Tell us a little about creating Ravan and Eddie?
Around 1977 or 78, somebody asked me to write a screenplay, and I wrote one about Ravan and Eddie. Nothing came of it, and I didn’t hear back from him; but by then, the plot was like my child. I wanted my child to survive, and so I wrote on. If the book had died instead, it would have felt like a family tragedy.
Tell us a little about The Extras and the period it is set in.
The Extras takes place in the late 1970s/80s Bombay. I could have set it in contemporary Bollywood, but I chose to write about the Bombay I knew well. The idea of the chawl is very close to me, and now, the chawls are disappearing. In fact, I’d say that the chawl for me is another protagonist in the book. Another thing I’d say about the book is that hopefully, anyone who reads it will realise this; while the book is funny, there is also an underlying sadness and darkness to it.
How much of your own experience in Bombay has seeped into the book?
I think the book makes one thing clear, however obliquely, and that is my anger towards the powers that be. Today, I see the utter disregard for the poor, the way there is no place left for them, the way chawls and slums are disappearing, and the money for the land is not coming back to the poor.
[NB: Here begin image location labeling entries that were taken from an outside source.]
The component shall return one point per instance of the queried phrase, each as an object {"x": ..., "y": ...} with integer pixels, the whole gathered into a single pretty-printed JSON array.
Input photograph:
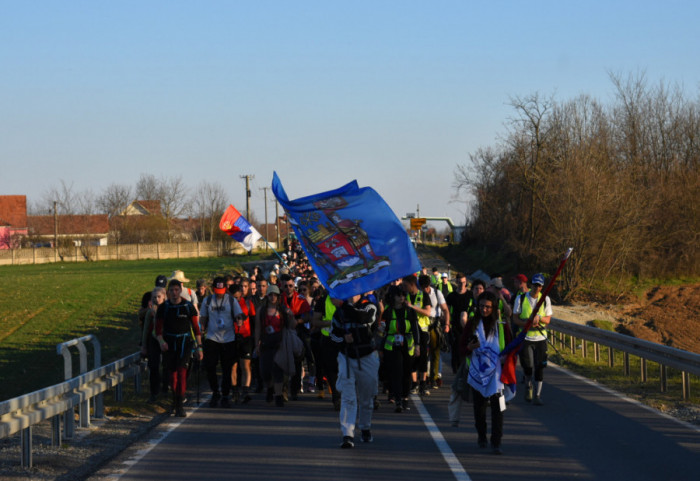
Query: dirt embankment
[{"x": 667, "y": 315}]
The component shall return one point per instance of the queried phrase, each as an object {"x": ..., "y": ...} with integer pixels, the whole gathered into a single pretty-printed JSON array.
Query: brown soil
[{"x": 667, "y": 315}]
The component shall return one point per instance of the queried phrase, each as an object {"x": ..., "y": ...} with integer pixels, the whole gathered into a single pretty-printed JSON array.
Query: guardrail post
[
  {"x": 98, "y": 401},
  {"x": 663, "y": 377},
  {"x": 68, "y": 416},
  {"x": 26, "y": 448}
]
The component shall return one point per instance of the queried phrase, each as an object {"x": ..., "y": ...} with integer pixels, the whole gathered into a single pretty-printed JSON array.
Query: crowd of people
[{"x": 280, "y": 335}]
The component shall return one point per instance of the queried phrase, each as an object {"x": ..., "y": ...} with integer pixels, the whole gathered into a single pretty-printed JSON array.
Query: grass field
[{"x": 44, "y": 305}]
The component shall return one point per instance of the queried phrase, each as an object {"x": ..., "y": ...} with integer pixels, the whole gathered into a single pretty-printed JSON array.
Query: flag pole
[{"x": 516, "y": 342}]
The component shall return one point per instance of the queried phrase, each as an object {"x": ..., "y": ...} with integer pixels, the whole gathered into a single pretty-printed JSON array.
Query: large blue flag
[{"x": 352, "y": 238}]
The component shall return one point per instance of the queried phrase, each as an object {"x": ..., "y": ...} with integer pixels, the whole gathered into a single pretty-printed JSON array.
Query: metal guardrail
[
  {"x": 58, "y": 401},
  {"x": 665, "y": 356}
]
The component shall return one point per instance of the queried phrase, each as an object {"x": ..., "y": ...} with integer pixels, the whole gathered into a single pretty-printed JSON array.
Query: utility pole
[
  {"x": 55, "y": 225},
  {"x": 267, "y": 234},
  {"x": 247, "y": 178}
]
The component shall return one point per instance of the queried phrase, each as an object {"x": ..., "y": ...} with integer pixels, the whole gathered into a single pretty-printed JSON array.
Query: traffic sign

I think it is the government’s responsibility to realise that essential human dignity is also linked with the place a person calls home. I wanted to write about this Bombay. But I had a choice. I could either be polemical and write article after article about something that really irked and enraged me, or I could tell a story. So I chose the latter and filled it with asides. While essentially The Extras is a fictional, somewhat farcical story, there are asides on the suburban life in Bombay, the water wars of the poor, and so much more.
Not much has been written about the extras in Bollywood. What was your reason to turn the spotlight on them?
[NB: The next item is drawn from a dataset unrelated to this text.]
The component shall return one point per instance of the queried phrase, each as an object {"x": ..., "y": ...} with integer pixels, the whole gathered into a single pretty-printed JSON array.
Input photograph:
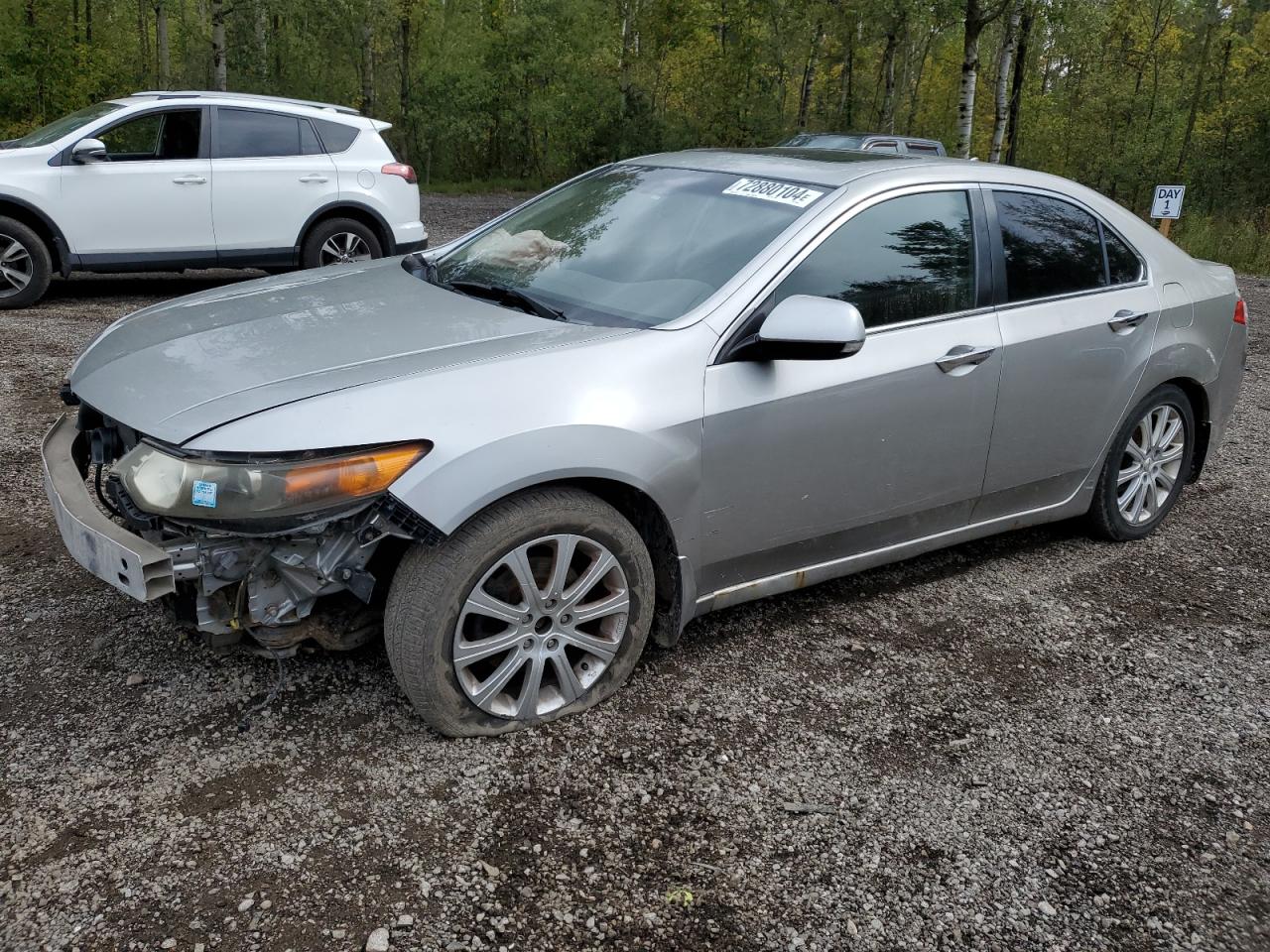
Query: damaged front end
[{"x": 250, "y": 540}]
An extra is at once a part of Bollywood and separate from it. Almost nothing is written about them, no one talks about them, but they are human too! I could see that my protagonists, Ravan and Eddie, given the fact they came from impoverished backgrounds, would find it almost impossible to get a break in Bollywood. What could they become except extras? Today, hardly any actor or actress has made it big without having a godfather in the industry, apart from someone like Shahrukh Khan. There is a particular area in Andheri that if you go to, you’ll realise that there are thousands of men and women living there just waiting to get their break.
What’s your take on being shortlisted for The Hindu Literary Prize?
I’m on the shortlist with some very fine authors. The idea that any panel takes a book like The Extras — overtly funny and humorous — and treats it seriously enough to nominate it, delights me no end. I have seen how very few fiction awards have comedies in the reckoning, and that The Hindu Literary Prize has even nominated me for it is lovely.